Working with the GeoMIP (and CMIP6) cloud-store#

This notebook demonstrates how to access and analyze GeoMIP G6sulfur data that’s hosted on the Google Cloud Storage in cloud-optimized (zarr) form.

  1. Connect to the Google Cloud CMIP6 catalog using intake-esm

  2. Search for G6sulfur and comparison scenarios (SSP2-4.5, SSP5-8.5)

  3. Load cloud-optimized Zarr data with preprocessing

  4. Create multi-model ensemble visualizations

  5. Recreate figures from published climate literature (Visioni et al., 2021)

The data was ingested into the store from ESGF by Julius Busecke, supported by Reflective, in August 2025.
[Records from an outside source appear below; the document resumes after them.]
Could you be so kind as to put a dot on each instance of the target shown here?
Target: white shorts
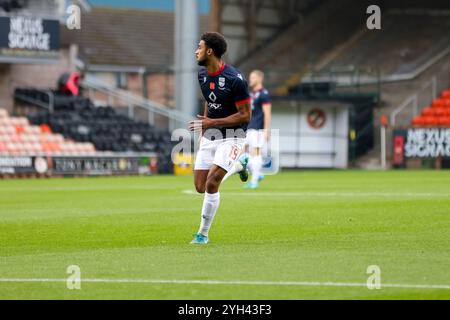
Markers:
(255, 138)
(222, 153)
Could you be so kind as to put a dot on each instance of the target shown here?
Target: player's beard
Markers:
(202, 63)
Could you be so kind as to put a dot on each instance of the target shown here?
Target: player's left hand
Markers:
(200, 125)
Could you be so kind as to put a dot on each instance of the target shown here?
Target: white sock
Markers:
(210, 206)
(236, 168)
(256, 168)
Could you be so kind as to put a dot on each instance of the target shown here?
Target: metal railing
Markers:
(134, 103)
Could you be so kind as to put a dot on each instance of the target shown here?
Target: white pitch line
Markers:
(330, 194)
(252, 283)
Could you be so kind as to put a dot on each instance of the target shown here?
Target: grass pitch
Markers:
(302, 235)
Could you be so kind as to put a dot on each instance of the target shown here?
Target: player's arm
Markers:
(243, 115)
(267, 109)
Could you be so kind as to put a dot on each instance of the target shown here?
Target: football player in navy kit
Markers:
(259, 126)
(222, 126)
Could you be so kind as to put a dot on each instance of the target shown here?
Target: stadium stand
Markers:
(437, 114)
(396, 50)
(77, 118)
(19, 138)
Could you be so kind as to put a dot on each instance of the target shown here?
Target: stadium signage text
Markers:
(28, 33)
(28, 37)
(427, 143)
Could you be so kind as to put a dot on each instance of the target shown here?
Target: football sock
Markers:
(256, 168)
(210, 206)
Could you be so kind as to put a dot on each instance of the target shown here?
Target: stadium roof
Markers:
(122, 39)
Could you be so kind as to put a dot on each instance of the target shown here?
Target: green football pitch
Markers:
(302, 235)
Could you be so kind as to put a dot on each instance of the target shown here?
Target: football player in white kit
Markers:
(222, 126)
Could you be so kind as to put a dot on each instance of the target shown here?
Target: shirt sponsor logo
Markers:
(214, 106)
(212, 97)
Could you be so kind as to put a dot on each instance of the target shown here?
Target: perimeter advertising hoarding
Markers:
(420, 143)
(80, 165)
(28, 38)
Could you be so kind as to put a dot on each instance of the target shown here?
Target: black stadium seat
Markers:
(77, 118)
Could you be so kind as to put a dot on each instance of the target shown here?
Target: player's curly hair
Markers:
(216, 42)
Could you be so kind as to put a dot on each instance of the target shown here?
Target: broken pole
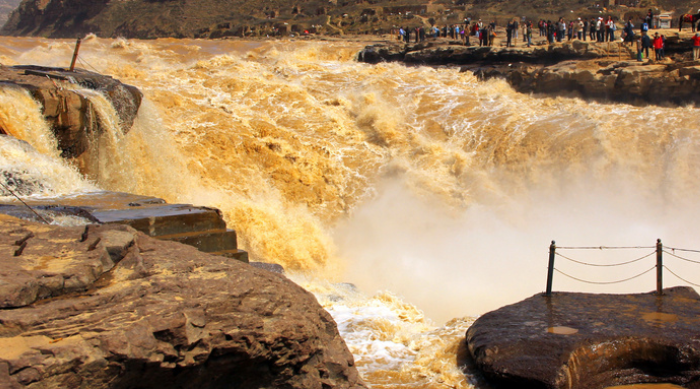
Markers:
(550, 271)
(75, 55)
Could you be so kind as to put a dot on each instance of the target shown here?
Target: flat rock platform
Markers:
(581, 341)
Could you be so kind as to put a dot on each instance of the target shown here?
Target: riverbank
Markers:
(608, 71)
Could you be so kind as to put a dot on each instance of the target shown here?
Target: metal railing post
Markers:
(550, 271)
(659, 267)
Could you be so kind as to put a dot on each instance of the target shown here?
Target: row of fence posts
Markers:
(659, 267)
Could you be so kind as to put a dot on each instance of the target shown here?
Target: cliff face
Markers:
(261, 18)
(106, 306)
(7, 6)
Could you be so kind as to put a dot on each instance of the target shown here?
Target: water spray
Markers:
(25, 204)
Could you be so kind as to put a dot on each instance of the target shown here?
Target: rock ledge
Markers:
(578, 340)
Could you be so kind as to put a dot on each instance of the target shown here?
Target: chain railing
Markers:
(659, 250)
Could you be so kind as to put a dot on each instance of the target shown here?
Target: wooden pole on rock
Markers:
(550, 271)
(75, 54)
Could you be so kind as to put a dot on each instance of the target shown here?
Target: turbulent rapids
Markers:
(434, 194)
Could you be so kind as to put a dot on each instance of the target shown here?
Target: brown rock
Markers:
(71, 114)
(578, 340)
(111, 307)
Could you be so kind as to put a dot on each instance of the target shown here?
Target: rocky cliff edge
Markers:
(106, 306)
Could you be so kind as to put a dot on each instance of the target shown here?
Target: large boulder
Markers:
(106, 306)
(66, 103)
(581, 341)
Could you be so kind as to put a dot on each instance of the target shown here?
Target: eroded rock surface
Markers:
(599, 71)
(578, 340)
(623, 81)
(110, 307)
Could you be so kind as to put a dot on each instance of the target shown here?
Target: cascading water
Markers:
(421, 186)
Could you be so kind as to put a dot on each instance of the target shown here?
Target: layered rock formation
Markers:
(106, 306)
(589, 70)
(627, 81)
(200, 227)
(577, 340)
(70, 113)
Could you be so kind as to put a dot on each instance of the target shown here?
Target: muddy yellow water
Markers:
(435, 194)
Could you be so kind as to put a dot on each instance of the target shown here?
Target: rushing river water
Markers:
(435, 194)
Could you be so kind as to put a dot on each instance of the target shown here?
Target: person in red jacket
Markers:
(658, 46)
(696, 46)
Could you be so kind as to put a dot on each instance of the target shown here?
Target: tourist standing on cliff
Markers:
(649, 18)
(629, 31)
(484, 35)
(550, 32)
(696, 46)
(580, 34)
(612, 29)
(646, 44)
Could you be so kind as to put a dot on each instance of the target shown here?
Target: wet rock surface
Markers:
(578, 340)
(107, 306)
(201, 227)
(69, 112)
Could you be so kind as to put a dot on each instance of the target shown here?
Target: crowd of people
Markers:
(594, 29)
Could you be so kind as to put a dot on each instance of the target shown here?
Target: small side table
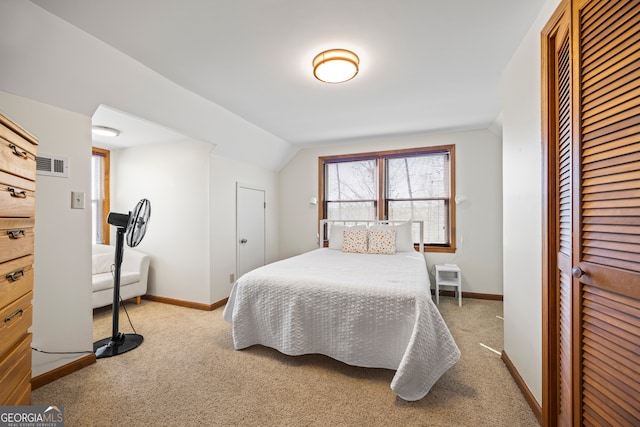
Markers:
(449, 275)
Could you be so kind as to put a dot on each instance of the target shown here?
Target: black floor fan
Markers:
(134, 225)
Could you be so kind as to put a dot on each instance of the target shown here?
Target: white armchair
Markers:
(133, 275)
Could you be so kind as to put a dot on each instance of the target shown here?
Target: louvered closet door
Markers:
(606, 249)
(564, 223)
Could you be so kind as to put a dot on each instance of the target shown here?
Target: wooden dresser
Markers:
(17, 220)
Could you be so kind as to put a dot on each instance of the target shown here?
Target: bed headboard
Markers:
(325, 227)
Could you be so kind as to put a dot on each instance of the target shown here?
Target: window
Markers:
(99, 195)
(413, 184)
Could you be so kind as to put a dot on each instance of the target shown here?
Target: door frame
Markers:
(550, 214)
(240, 185)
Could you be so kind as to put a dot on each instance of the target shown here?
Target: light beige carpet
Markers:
(186, 373)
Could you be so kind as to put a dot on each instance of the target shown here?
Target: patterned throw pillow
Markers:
(382, 241)
(354, 241)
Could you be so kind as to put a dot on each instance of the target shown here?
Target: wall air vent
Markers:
(52, 165)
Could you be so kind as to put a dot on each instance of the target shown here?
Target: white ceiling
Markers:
(425, 65)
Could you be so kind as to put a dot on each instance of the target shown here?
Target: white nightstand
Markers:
(449, 275)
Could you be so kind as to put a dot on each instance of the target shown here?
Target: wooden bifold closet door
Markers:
(591, 127)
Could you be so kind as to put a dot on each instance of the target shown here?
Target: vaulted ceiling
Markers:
(425, 65)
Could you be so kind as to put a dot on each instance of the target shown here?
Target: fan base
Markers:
(108, 347)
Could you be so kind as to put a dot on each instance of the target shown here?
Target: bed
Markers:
(370, 310)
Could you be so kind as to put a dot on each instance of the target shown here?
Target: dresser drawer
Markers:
(17, 197)
(16, 238)
(15, 366)
(16, 278)
(15, 319)
(18, 150)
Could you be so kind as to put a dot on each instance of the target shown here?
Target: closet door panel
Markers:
(607, 237)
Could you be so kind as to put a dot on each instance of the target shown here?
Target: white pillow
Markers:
(355, 241)
(404, 236)
(382, 241)
(336, 234)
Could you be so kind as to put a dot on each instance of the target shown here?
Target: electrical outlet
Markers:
(77, 200)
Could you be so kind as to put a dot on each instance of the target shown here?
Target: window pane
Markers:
(351, 180)
(434, 213)
(418, 177)
(351, 210)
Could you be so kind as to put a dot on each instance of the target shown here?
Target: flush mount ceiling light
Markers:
(335, 66)
(104, 131)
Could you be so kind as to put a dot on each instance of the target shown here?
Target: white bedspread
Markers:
(364, 310)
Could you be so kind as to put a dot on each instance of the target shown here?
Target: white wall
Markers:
(191, 235)
(479, 217)
(49, 60)
(62, 315)
(522, 186)
(224, 175)
(175, 179)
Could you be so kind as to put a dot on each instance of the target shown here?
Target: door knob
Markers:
(577, 272)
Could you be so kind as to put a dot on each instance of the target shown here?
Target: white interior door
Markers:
(250, 228)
See here for an overview of how to work with this kind of data: https://pangeo-data.github.io/pangeo-cmip6-cloud/accessing_data.html#loading-an-esm-collection

And here for some more specific guidance leap-stc/cmip6-leap-feedstock

Connect to the Google Cloud CMIP6 catalog#

We use intake-esm to connect to the Google Cloud-hosted CMIP6 catalog. This catalog contains metadata about available datasets and provides access to cloud-optimized Zarr data.

Catalog options:

  • catalog.json: Only stores that pass current quality control tests (recommended)

  • catalog_noqc.json: Stores that fail quality control tests (for testing)

  • catalog_retracted.json: Stores that have been retracted by ESGF

The catalog acts as a searchable index of all available climate model data.

import intake # see https://intake-esm.readthedocs.io/en/stable/index.html

# uncomment/comment lines to swap catalogs; use the first, unless deliberately testing 
url = "https://storage.googleapis.com/cmip6/cmip6-pgf-ingestion-test/catalog/catalog.json" # Only stores that pass current tests
#url = "https://storage.googleapis.com/cmip6/cmip6-pgf-ingestion-test/catalog/catalog_noqc.json" # Only stores that fail current tests
# url = "https://storage.googleapis.com/cmip6/cmip6-pgf-ingestion-test/catalog/catalog_retracted.json" # Only stores that have been retracted by ESGF
col = intake.open_esm_datastore(url)

Search for GeoMIP and comparison data#

We search for surface air temperature (tas) data from:

  • Experiments: SSP2-4.5, SSP5-8.5, and G6sulfur

  • Frequency: Monthly atmospheric data (Amon)

  • Variable: Surface air temperature (tas)

Key filtering step: We use require_all_on=['source_id', 'institution_id'] to ensure we only get models that have data for ALL three scenarios. This allows for fair comparison across scenarios.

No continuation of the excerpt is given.